Mais l’excès du travail et les veilles trop prolongées altérèrent et minèrent sa santé. Souvent il écrivait pendant toute la nuit, se levait dans l’après-midi, passait le reste du jour tantôt à faire sa correspondance, tantôt à causer ou à lire, et, pour ranimer ses forces épuisées par une continuelle tension d’esprit, par la privation de sommeil, il avait recours à des moyens de surexcitation funestes[1].

En 1791, il tomba si gravement malade, qu’on désespéra presque de lui, et que le bruit de sa mort se répandit en Allemagne et jusqu’en Danemark. On le conduisit aux bains de Carlsbad : là, forcé d’interrompre ses travaux, ses leçons, et n’ayant plus que son misérable traitement de 200 écus, il se voyait menacé de retomber dans toutes les inquiétudes matérielles qu’il avait eu tant de peine à surmonter, et l’Allemagne, qui le lisait avec enthousiasme, qui était fière de son nom et de ses œuvres, oubliait ses souffrances. Ce fut un étranger qui vint à son secours. Le prince d’Augustembourg, sur la demande du célèbre écrivain danois Baggesen, offrit au poète malade et délaissé une pension de 1,000 écus. Les termes honorables et délicats dans lesquels cette offre était faite lui donnaient encore plus de prix. Schiller l’accepta[2].

De retour à Iéna, il se remit au travail comme par le passé, et bientôt la prudence lui ordonna de s’éloigner une seconde fois de ses livres, de faire un nouveau voyage. Il éprouvait depuis long-temps un vif désir de revoir sa patrie, sa famille. Ce fut de ce côté qu’il dirigea ses pas.
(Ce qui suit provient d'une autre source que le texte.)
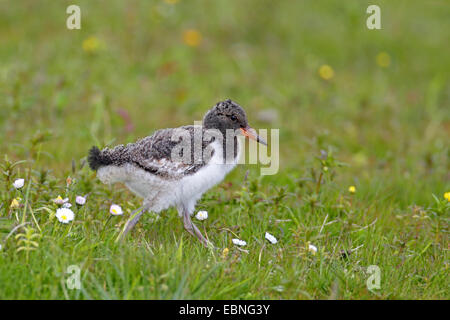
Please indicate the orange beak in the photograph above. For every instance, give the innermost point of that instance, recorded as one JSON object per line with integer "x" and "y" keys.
{"x": 251, "y": 133}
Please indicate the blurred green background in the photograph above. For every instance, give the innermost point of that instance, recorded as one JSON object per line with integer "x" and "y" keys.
{"x": 380, "y": 99}
{"x": 136, "y": 66}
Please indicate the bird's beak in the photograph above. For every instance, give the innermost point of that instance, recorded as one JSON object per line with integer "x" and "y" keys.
{"x": 251, "y": 133}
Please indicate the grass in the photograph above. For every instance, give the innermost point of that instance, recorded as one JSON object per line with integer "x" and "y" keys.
{"x": 384, "y": 127}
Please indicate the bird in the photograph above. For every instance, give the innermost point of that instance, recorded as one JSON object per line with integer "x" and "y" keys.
{"x": 174, "y": 167}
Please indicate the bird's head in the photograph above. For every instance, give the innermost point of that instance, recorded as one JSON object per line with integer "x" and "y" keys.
{"x": 230, "y": 115}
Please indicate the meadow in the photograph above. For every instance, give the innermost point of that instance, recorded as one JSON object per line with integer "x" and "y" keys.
{"x": 364, "y": 120}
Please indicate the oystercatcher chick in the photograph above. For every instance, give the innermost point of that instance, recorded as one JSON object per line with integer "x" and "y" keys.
{"x": 174, "y": 167}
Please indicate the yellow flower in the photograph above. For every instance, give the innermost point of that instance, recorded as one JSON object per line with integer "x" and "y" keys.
{"x": 326, "y": 72}
{"x": 383, "y": 60}
{"x": 14, "y": 203}
{"x": 447, "y": 196}
{"x": 192, "y": 38}
{"x": 91, "y": 44}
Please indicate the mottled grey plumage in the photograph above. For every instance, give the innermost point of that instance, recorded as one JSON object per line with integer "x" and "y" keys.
{"x": 156, "y": 169}
{"x": 149, "y": 152}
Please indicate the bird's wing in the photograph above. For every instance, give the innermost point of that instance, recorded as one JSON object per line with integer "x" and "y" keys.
{"x": 169, "y": 153}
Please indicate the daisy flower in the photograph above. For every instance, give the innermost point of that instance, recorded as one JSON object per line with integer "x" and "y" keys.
{"x": 115, "y": 210}
{"x": 64, "y": 215}
{"x": 202, "y": 215}
{"x": 239, "y": 242}
{"x": 19, "y": 183}
{"x": 271, "y": 238}
{"x": 80, "y": 200}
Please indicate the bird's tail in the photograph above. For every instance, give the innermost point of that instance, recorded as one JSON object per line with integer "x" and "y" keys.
{"x": 96, "y": 159}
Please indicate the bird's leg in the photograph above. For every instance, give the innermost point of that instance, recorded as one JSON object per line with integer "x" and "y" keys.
{"x": 134, "y": 218}
{"x": 192, "y": 228}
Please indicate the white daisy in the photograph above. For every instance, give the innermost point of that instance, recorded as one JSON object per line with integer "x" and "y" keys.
{"x": 80, "y": 200}
{"x": 115, "y": 210}
{"x": 59, "y": 200}
{"x": 202, "y": 215}
{"x": 239, "y": 242}
{"x": 271, "y": 238}
{"x": 19, "y": 183}
{"x": 64, "y": 215}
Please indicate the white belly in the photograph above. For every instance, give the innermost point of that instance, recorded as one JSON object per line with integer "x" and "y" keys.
{"x": 160, "y": 194}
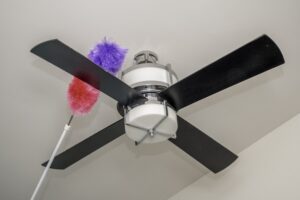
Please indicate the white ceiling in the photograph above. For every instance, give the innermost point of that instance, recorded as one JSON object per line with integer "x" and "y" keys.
{"x": 187, "y": 34}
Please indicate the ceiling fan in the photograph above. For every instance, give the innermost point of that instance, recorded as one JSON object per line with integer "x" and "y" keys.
{"x": 149, "y": 95}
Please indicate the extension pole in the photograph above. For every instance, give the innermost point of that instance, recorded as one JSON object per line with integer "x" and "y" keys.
{"x": 42, "y": 178}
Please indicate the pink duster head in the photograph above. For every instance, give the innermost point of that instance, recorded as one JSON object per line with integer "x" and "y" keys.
{"x": 81, "y": 96}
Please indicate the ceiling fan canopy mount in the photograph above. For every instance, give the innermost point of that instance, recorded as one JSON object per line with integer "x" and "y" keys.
{"x": 153, "y": 120}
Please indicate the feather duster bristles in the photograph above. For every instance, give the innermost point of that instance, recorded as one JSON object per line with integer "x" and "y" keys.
{"x": 81, "y": 96}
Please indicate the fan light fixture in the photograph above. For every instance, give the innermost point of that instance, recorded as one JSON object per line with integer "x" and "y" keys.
{"x": 153, "y": 120}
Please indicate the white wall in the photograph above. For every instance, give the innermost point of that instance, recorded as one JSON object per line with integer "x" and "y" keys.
{"x": 269, "y": 169}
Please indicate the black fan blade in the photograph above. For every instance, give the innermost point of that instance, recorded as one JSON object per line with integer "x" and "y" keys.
{"x": 76, "y": 64}
{"x": 201, "y": 147}
{"x": 250, "y": 60}
{"x": 88, "y": 146}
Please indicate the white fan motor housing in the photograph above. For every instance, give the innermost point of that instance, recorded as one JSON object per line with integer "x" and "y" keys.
{"x": 155, "y": 120}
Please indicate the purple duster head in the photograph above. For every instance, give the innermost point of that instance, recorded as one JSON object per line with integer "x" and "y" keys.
{"x": 108, "y": 55}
Sa mauvaise santé le força d’abord de s’arrêter à Heilbronn ; il écrivit de là à Stuttgardt, pour savoir s’il pourrait se présenter sans inconvénient dans cette ville. Le duc fit répondre qu’il ignorerait son arrivée. D’après cette assurance, Schiller partit. Oh ! ce fut une grande joie pour lui de rentrer librement dans cette cité

  1. Carlyle, Leben Schillers.
  2. Ce n’est pas la seule fois que l’Allemagne s’est montrée ainsi ingrate envers ses grands hommes. Quarante ans auparavant, c’était déjà un prince de Danemark qui tendait à Klopstock une main généreuse, et lui donnait le moyen d’achever sa Messiade.